La maison dans l’impasse, à lui seul le titre exprime tout ce que ce huis clos domestique d’une rare intensité recèle de frustration, d’étouffement, de noirceur, de résignation et de soumission. Parlerme, années 1900. Un père acculé par des soucis financiers voit dans l’union de sa cadette avec son créancier un arrangement inespéré. Le mariage célébré, Antonietta, ignorant tout de l’amour et craignant de se retrouver seule avec son mari, demande à sa petite sœur de l’aider à s’installer. Nicoletta emménage avec le jeune couple. L’arrangement provisoire s’installe dans la durée et le couple s’habitue à la présence rassurante de cette sœur dévouée. Nicoletta voit sa jeunesse filer et son désir de fonder une famille se tarir. Marqué par une enfance misérable, Don Lucio se montre intraitable et irritable. Il règne en maître sur son foyer, s’évertuant à « s’assurer de la docilité du caractère » de son épouse, qu’il désire « aussi malléable que de l’argile fraîche ». Les deux sœurs lui obéissent avec servilité. Se glissant sans moufter dans le rôle étriqué de femme au foyer auquel des générations de femmes avant elles se sont pliées. Jusqu’au jour où l’équilibre fragile du ménage se rompt. Une chape de plomb s’abat sur la maison. La complicité entre les deux sœurs se mue en rancœur et la jalousie s’immisce dans leur relation. Même la douceur du fils aîné ne parvient pas à apaiser les rivalités. Chacune se mure dans ses revendications et campe sur ses positions. Cloîtrées dans la maison et plongées dans un état de prostration, elles ressassent amèrement la trahison infligée par leur plus proche alliée et le goût âcre d’une vie teintée de regrets. Oubliant presque que les enfants, doués d’une sensibilité innée, pressentent la vérité qui tel un poison imprègne leur être en construction. La chute aura valeur de punition. Avec une concision et une précision remarquables, Maria Messina capte les émotions et retranscrit la psyché humaine dans un thriller domestique impeccable. Un texte éminemment politique sur la condition féminine, la domesticité et le patriarcat qui n’a rien perdu de son acuité.

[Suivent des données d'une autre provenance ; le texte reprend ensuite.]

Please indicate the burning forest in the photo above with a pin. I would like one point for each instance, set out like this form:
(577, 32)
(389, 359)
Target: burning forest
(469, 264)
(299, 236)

Antonietta n’était pas heureuse. Dans son cœur, il y avait un grand froid qui interdisait la joie.
[…] mieux valait que la vie s’écoule, aussi régulière que le tic-tac d’un horloge et que les femmes restent à leur place. D’ailleurs se disait-il pour s’ôter tout scrupule, les religieuses cloîtrées s’en trouvent très bien et vivent longtemps. Elles ne gaspillent pas leur énergie inutilement. »
Son cœur débordait d’une tendresse presque angoissante, d’un grand besoin d’aimer, d’être aimée… […] Dans l’Évangile, il est écrit que l’homme ne se nourrit pas que de pain… »
Est-ce que toute sa vie se passerait ainsi, comme ces soirées accablantes de silence ? Quand on est jeune, la solitude est parfois intolérable ; c’est une présence invisible, une créature de cauchemar qui vous serre le cœur jusqu’à vous étouffer…
Pourquoi était-elle venue naître là, dans la maison mélancolique ?
Mais comme elle contemplait les poings roses et fermés, elle eut pitié de l’intruse. « Si au moins c’était un garçon, se dit-elle. Son sort serait plus facile. Les femmes sont nées pour servir et pour souffrir. Et rien d’autre. »
Que tenait-elle donc dans ses poings fermés ? Peut-être le bonheur… Chacun de nous, en naissant serre les poings pour ne pas laisser échapper un trésor qu’il ne retrouvera jamais…
Nous donnons à nos enfants notre lait, et quelques larmes que nous ne savons pas retenir. Et ils les boivent aussi, et elles empoisonnent pour toujours leur vie…
Et il cherchait toues les occasions pour inspirer de la crainte à ses filles. Longues et pâles, maigrichonnes, vêtues de noir, elles n’llaient même plus chez les religieuses car il craignait qu’elles ne lui échappent comme Alessio. Il voulait les surveiller. il voulait les former lui-même, à sa façon, dociles, simples et ignorantes, sans désirs, comme doivent être les femmes.
Toute la maison, ce vieux navire qui pourrit dans le port, rempli de voyageurs qui n’ont jamais vu le vaste horizon, est engloutie dans les ombres de la nuit.
Pour aller plus loin…
Date de parution : 1986. Poche aux Éditions Cambourakis, traduit de l’italien par Marguerite Pozzoli, 152 pages.